Hrvatski Telekom transferred its interests and shares in various subsidiaries, including Iskon Internet and OT-Optima Telekom, to HT holding on March 1, 2018. HT sold its electricity business to RWE Hrvatska in September 2018 and acquired digital terrestrial television provider HP Produkcija in November 2018, renaming it HT Produkcija in April 2019. HT sold its share in the travel agency E-tours to Uniline in November 2019.

In January 2020, HT started selling its shares in Optima. By July 2021, HT and Zagrebačka banka agreed to sell their 54.31% stake in Optima to Telemach Hrvatska, finalizing the transfer in January 2022.

HT merged Kabelsko distributivni sustav (KDS) into HT, completed in December 2021. HT Produkcija was merged into HT in June 2022. HT holding transferred its shares in Iskon Internet to HT in June 2023, and the merger of Iskon into HT was completed in January 2024. The network unit from Ericsson Nikola Tesla Servisi joined HT Servisi, a subsidiary of HT, on January 1, 2024.

== Services ==

HT offers fixed telephony, broadband internet, and mobile telephony services. The company also provides television services under the MaxTV (IPTV and satellite) and EvoTV (pay digital terrestrial television) brands, as well as internet, television, and mobile services under the Iskon brand.

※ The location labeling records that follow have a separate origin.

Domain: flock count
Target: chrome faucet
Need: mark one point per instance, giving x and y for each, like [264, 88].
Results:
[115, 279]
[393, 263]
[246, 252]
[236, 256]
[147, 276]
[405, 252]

Additionally, HT offers to companies IT services through its subsidiary, Combis.

== Shareholding and trading ==

Hrvatski Telekom was listed on the Zagreb Stock Exchange in October 2007, with global depositary receipts trading on the London Stock Exchange until 2014. As of 2024, the company's majority shareholder is Deutsche Telekom AG, holding a 53.5% stake. Other significant shareholders include the Croatian War Veterans' Fund with 7% and the Croatian government's Restructuring and Sale Center with 2.7%. The remaining 36.8% of shares are held by private investors.